Not long ago, I heard a respected Bible teacher say that the dominant New Testament pattern is to pray to the Father in the name of the Son in the power of the Spirit. This made sense as I did a quick mental review of New Testament theology. In John 16:23, Jesus indicated that after His departure, the disciples would pray to the Father “in my name.” Eph 5:20 also shows this pattern, exhorting us to give thanks “to God the Father in the name of our Lord Jesus Christ.” If we were to look at all the prayers in the New Testament, we would find that it is usually the case that prayer is addressed to the Father.
However, looking at all the prayers in the New Testament might give us a skewed view of this because the majority of the prayers in the New Testament were prayed by Jesus, who obviously would not pray to Himself. A close look shows that there is evidence that it is appropriate to pray to the Son. It is to Jesus that Stephen prayed in Acts 7:59, “Lord Jesus, receive my spirit.” Paul addresses a prayer to God the Son in 1 Cor 16:22, writing, “Our Lord, come!” In the message on Sunday, I mentioned the prayer of the apostle John at the end of Revelation, “Come, Lord Jesus!”

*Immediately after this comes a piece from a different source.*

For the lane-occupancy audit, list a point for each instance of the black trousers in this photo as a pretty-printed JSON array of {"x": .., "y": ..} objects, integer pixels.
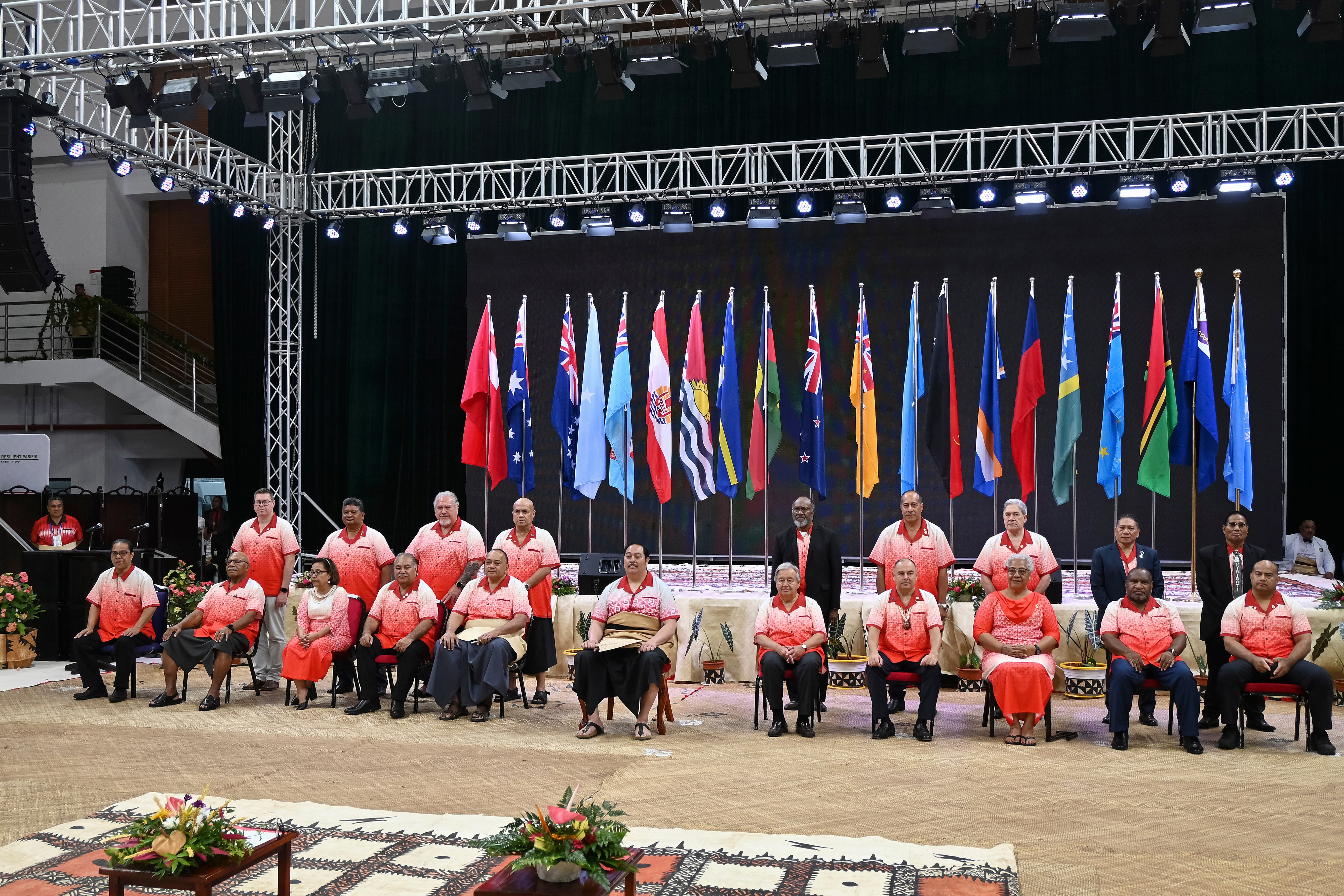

This would indicate that it is acceptable to pray to either the Father or the Son. But what about the Holy Spirit? Well, we do not find any prayers in Scripture addressed to the Holy Spirit, but we also do not find any passage forbidding such prayers. The Holy Spirit is a person, and He relates to us in a personal way as our “Helper”. In John 14:16, Jesus tells the disciples, “And I will ask the Father, and he will give you another Helper, to be with you forever.” He goes on to note that His disciples “know” the Spirit and that the Spirit would teach them all things (John 14:17, 26). Paul teaches that the Spirit bears witness with our Spirit that we are the children of God (Rom 8:16). Because the Spirit relates to us in such personal ways, it would seem strange for it to be improper for us to talk to Him.
So there is explicit material in the New Testament supporting communicating directly with the Son and no material forbidding speaking directly to the Holy Spirit. For me personally, I would feel free to pray directly to either one. That being said, because the predominant pattern in the New Testament is to address prayer to the Father, I think praying to the Father should be the main emphasis in our prayer life.